年の初めに-恒例の能・狂言公演と「劇場の記憶」-

1月 01日, 2012年
カテゴリー : プロデューサー目線 

明けましておめでとうございます。余りにも壊滅的な出来事が、しかも多方面で起きた2011年の教訓をしっかりと反芻しながら、今年も舞台芸術研究センターとしては、劇場芸術が危機の最中で何が出来るのかを常に反省しつつ、独りよがりではなく、現代の世界に向かい合うことのできるような作品を世に問うていく覚悟です。過日の金梅子先生の韓国舞踊の、ワークショップも舞台もパネル・ディスカッションも、大変素晴らしく刺激的であり、多くの発見があったことは、今後の企画にもよい刺激となるはずです。
2011年度の最後の三カ月は、学生の授業発表や卒業制作が犇めいていますので、春秋座を使った公演は減りますが、しかしその中でも、恒例の能・狂言【2月18日(土)14:00開演】が最も魅力的でしょう。
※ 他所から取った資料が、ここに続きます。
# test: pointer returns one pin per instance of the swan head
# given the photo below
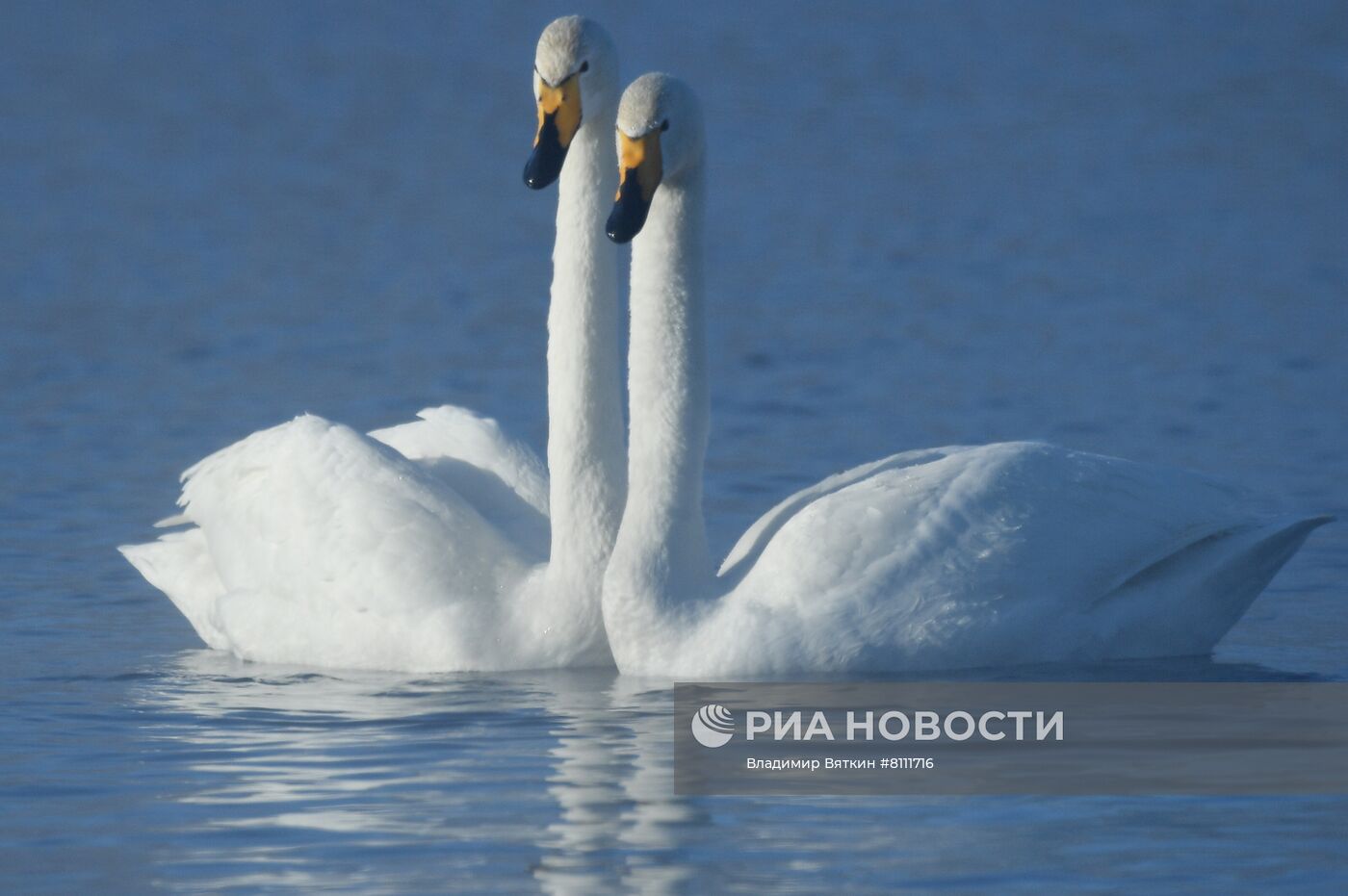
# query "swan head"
(660, 139)
(575, 61)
能の中でも上演頻度の高い『葵上』と、狂言は野村万作・萬斎師の『末広がり』です。中でも、観世銕之丞師をシテの六条御息所の怨霊とする『葵上』は、春秋座の歌舞伎舞台を活かして、通常の能舞台では見られないスケールの大きい作品となるはずです。日本ほど、過去の出来事や経験を忘れるのに優れている国民は居ないなどと、《外からの視座》は、常に批判しますが、舞台芸術のような、それが実現した具体的な時間と場所から切り離して論じるのが難しい《芸術表象》の場合には、だからこそ《記憶》が重要なのだと言うことは、当事者としては常に言い続けなくてはならないことだと思います。
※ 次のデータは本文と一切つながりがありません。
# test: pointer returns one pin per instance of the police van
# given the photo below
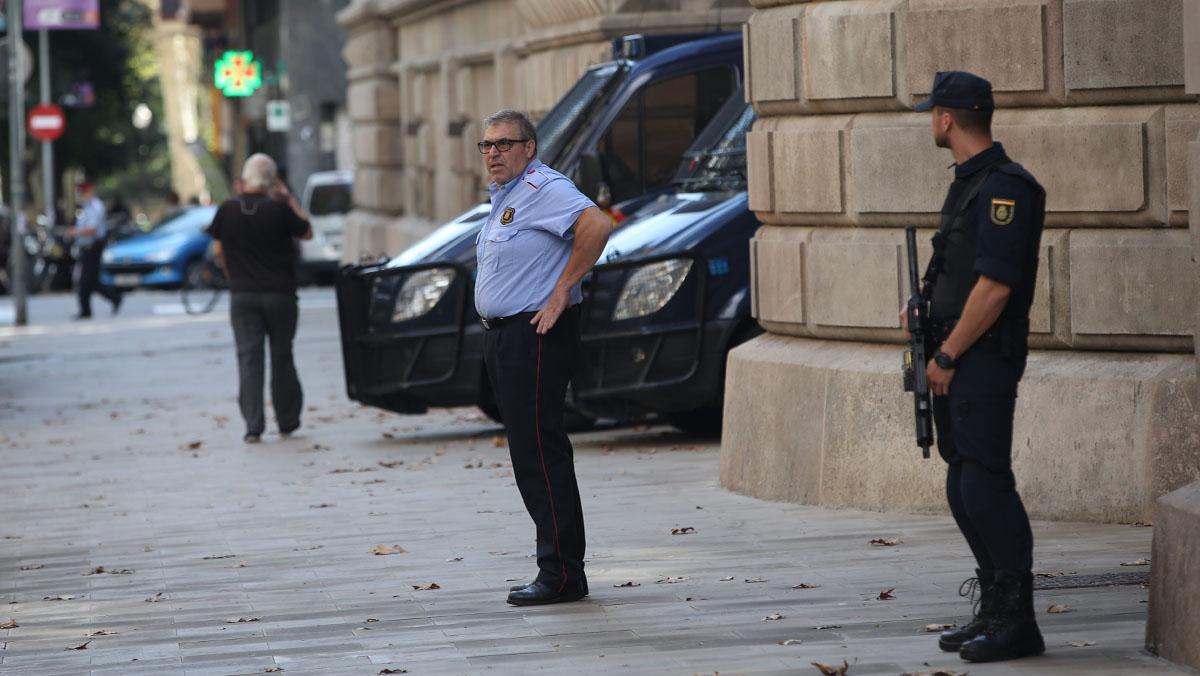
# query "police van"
(671, 293)
(411, 336)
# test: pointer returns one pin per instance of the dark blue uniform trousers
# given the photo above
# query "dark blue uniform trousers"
(975, 436)
(529, 375)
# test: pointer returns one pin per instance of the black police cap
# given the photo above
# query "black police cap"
(959, 89)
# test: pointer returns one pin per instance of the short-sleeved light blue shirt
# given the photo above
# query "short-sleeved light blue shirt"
(93, 216)
(526, 241)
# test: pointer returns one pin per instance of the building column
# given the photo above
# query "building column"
(839, 163)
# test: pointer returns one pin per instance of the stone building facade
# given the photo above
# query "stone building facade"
(1095, 99)
(424, 72)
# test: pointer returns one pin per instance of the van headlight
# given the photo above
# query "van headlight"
(651, 288)
(421, 292)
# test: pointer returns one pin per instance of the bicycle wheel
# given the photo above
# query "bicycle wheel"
(202, 288)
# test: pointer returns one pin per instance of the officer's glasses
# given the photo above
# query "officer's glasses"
(502, 144)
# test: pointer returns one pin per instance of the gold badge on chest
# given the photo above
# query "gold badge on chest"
(1002, 211)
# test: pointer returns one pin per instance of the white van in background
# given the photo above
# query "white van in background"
(328, 199)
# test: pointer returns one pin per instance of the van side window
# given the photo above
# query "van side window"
(642, 149)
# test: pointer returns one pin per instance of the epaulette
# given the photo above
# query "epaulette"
(535, 178)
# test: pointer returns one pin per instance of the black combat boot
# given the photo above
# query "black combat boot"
(982, 585)
(1012, 630)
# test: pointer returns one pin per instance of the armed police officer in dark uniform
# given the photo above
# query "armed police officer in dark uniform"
(541, 237)
(982, 275)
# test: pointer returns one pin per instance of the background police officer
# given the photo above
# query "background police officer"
(541, 237)
(983, 271)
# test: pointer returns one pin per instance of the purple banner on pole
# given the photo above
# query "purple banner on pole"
(61, 15)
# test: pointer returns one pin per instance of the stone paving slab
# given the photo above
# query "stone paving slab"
(120, 448)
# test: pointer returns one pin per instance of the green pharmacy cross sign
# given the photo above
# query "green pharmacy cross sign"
(237, 73)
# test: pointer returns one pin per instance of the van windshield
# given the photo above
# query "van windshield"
(718, 159)
(325, 199)
(557, 127)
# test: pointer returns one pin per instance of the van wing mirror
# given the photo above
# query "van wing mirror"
(589, 179)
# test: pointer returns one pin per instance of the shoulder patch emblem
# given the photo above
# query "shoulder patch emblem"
(1002, 211)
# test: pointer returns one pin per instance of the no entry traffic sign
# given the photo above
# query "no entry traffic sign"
(46, 123)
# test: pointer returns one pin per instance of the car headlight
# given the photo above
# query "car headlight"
(651, 288)
(421, 292)
(161, 256)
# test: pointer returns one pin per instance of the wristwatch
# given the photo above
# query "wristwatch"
(943, 360)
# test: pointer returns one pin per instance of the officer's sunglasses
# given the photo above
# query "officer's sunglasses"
(502, 144)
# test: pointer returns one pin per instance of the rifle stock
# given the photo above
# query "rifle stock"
(915, 358)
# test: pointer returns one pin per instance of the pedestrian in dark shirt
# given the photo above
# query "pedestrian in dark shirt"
(983, 274)
(255, 238)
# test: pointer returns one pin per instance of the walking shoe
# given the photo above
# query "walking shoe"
(979, 590)
(538, 593)
(1012, 630)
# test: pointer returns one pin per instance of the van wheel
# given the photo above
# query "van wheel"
(703, 422)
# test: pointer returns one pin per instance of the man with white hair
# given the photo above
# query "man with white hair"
(255, 238)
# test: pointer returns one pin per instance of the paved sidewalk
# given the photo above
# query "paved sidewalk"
(120, 448)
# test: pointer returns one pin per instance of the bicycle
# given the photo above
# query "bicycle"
(203, 285)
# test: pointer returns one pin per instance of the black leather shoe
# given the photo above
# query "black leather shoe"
(538, 593)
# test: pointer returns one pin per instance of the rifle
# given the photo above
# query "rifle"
(915, 358)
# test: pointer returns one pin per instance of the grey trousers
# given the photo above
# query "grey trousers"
(261, 318)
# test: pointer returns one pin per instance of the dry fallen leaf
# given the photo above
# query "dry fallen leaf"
(833, 670)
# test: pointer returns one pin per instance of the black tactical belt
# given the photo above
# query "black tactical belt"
(497, 322)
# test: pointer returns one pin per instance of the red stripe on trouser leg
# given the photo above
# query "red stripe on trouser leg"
(545, 471)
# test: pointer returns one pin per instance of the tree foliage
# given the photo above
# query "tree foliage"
(119, 61)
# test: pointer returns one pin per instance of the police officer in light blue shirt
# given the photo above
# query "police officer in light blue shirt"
(541, 238)
(91, 234)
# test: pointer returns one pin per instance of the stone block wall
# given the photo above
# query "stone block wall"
(1093, 99)
(425, 72)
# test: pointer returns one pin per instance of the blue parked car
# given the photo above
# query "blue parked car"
(163, 256)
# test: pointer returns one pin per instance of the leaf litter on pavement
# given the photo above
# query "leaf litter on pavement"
(833, 669)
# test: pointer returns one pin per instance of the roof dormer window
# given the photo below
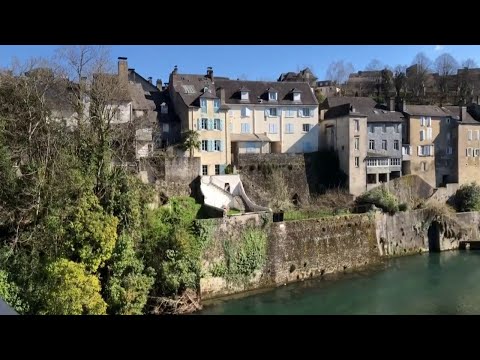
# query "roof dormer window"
(296, 95)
その意味で、2011年度には、公開講座として『舞台芸術の半世紀』を分析しつつ、その現在を問い直す企画を立てました。その最終回は、1月17日(火)18時から、内外のオペラやダンスに詳しい浅田彰大学院長と、1956年に最初にフランスに留学した時から、パリを中心としたヨーロッパの《劇場文化の変容》を目の当たりにしてきた渡邊とで、焦点をオペラとダンスに当てつつ、過去半世紀に劇場で生じた変革とその現在における成果とを論じて見ようと思います。司会は、この企画の策定に当たった森山直人教授です。
DVDのような媒体だけではなく、クラシック音楽番組に特化したTVチャンネルもある時代ですから、ある意味では、前代未聞の情報の氾濫だとも言えますが、そうしたネットワークにどう対応するのかも、「舞台芸術の記憶」を論じる際に、避けては通れない《問題形成の場》なのだと思います。